Course Name ASIAN AMERICAN LITERATURE
Course ID EES85QHA
Department English
Subject Core English
Can you take this course more than once? No
Periods per Day 1.0
Special Permission No
Eligibility
  • All of the following are true:
    • Student is in 10th grade
  • Fulfills the following graduation requirements
    Also in the following groups
    Syllabus No Syllabus Found

    Description

    Asian American literature is rich, challenging, interesting and fun; wildly diverse in form and content; and worthy of attention from all readers, both Asian American and non-Asian American. This course challenges the assumption that literature by white writers is neutral and universal—for everyone—while literature by minority writers is narrow, specialized, “different”, and reserved for people of those groups. In this class, students of all backgrounds are encouraged to think, talk honestly, and explore Asian American literature and the issues surrounding and within it.

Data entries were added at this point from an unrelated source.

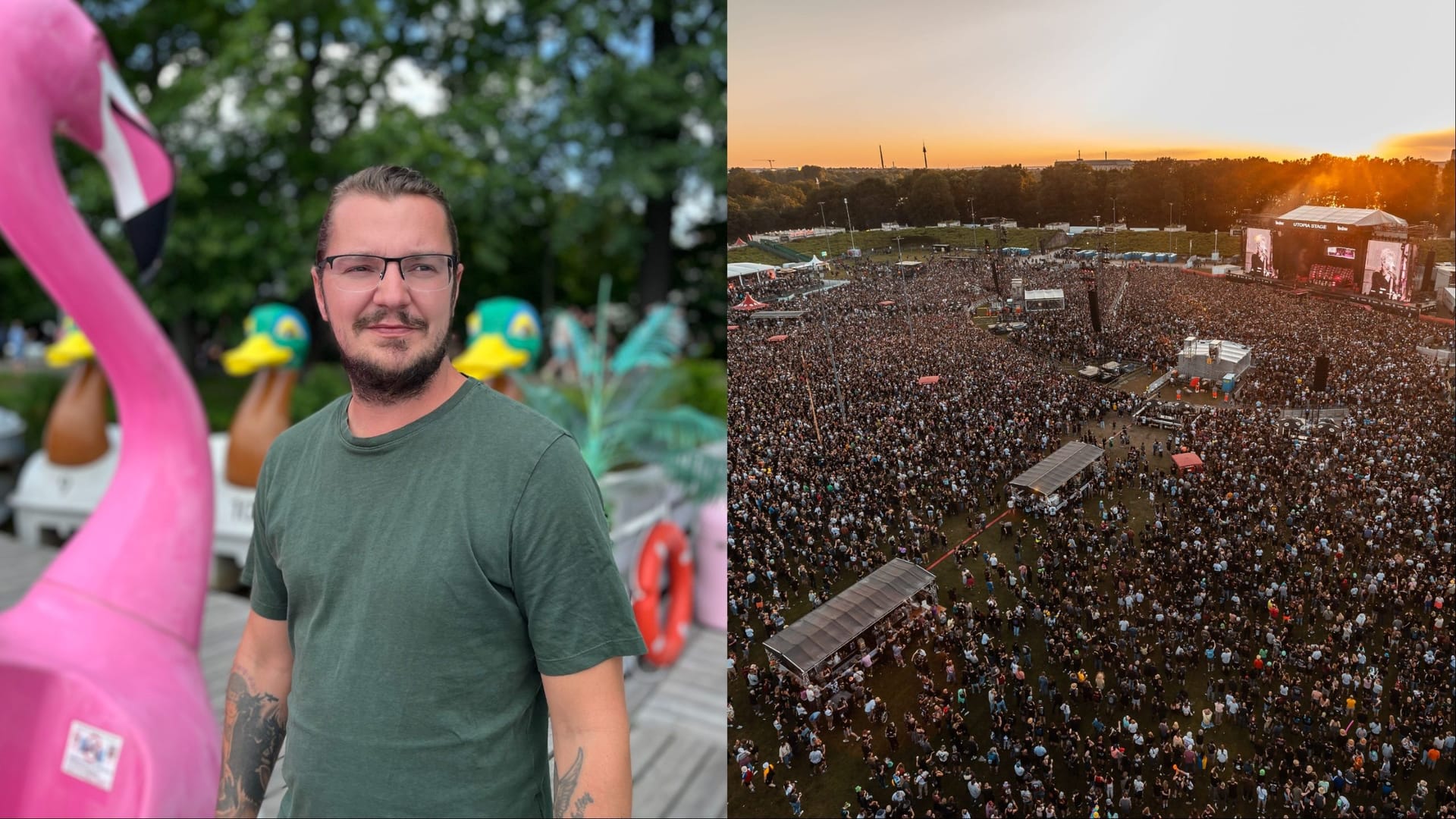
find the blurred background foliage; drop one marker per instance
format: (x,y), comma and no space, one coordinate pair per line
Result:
(574,139)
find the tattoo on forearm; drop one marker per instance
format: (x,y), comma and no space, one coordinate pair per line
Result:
(251,746)
(566,789)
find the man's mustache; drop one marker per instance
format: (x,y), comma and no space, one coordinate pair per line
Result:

    We read essays, fiction, drama and poetry by writers of East Asian, Pacific Islander, South Asian and Southeast Asian descent who live or have spent significant time in the United States of America (who may or may not primarily identify themselves as Asian American or their work as Asian American literature). In the fall, we read Jhumpa Lahiri’s novel The Namesake, and in the spring, Chang-rae Lee’s novel Native Speaker. Each semester features Maxine Hong Kingston’s memoir The Woman Warrior and David Henry Hwang’s play M. Butterfly. Other works may include poetry from Poetry Magazine’s July/August 2017 Issue: Asian American Poets; stories from Charlie Chan Is Dead 2: At Home in the World (an anthology of contemporary Asian American fiction), and many other essays, plays, poems and stories. New Asian American literature is created every day, and the reading list is constantly being refreshed.

    We’ll explore some special issues of immigrant or “ethnic” literature, as well as the term “Asian American” and the issues surrounding this construct. We’ll consider whether, and how, this writing reflects and produces Asian American identity and culture. We will look at some literary and cultural theory, to help us understand how identity is produced and reflected in these works that imagine Asian American possibilities. Class involves daily lively discussion. There are several short writing assignments (analytical, creative and personal). There is an important class trip to see a play by and about Asian Americans (previous classes have seen Jaclyn Backhaus’s India Pale Ale, Qui Nguyen’s Vietgone, the musical Allegiance and the revival of M. Butterfly on Broadway). There is also a short play assignment, and some student plays are selected to be performed by professional actors in a reading at school sponsored by 2G, an Asian American theater company, which is open to all in the Stuyvesant community.

    This one-semester class is open to juniors as an English selective that can replace a semester of core American Literature, and to all juniors and seniors as an elective.

    Some Course Essential Questions

    • What is “Asian America”? Who are “Asian Americans”?
    • How do we define/understand Asian American Literature, as a body of work?
    • Is there such a thing as authentic representation? To what extent should ethnic minority authors consider appropriateness/representation in creating their work?
    • What are implications of the “model minority” concept?
    • How is identity produced and reflected?
    • Can stereotypes be used productively in art?
    • How do gender and sexuality expectations and expressions intersect with cultural expectations and expressions in works of literature?
    • What do literary works suggest about what it means to be American/in America? To be Asian American/Asian in America?
    • How can we connect to literature that conveys experiences similar to and different from our own?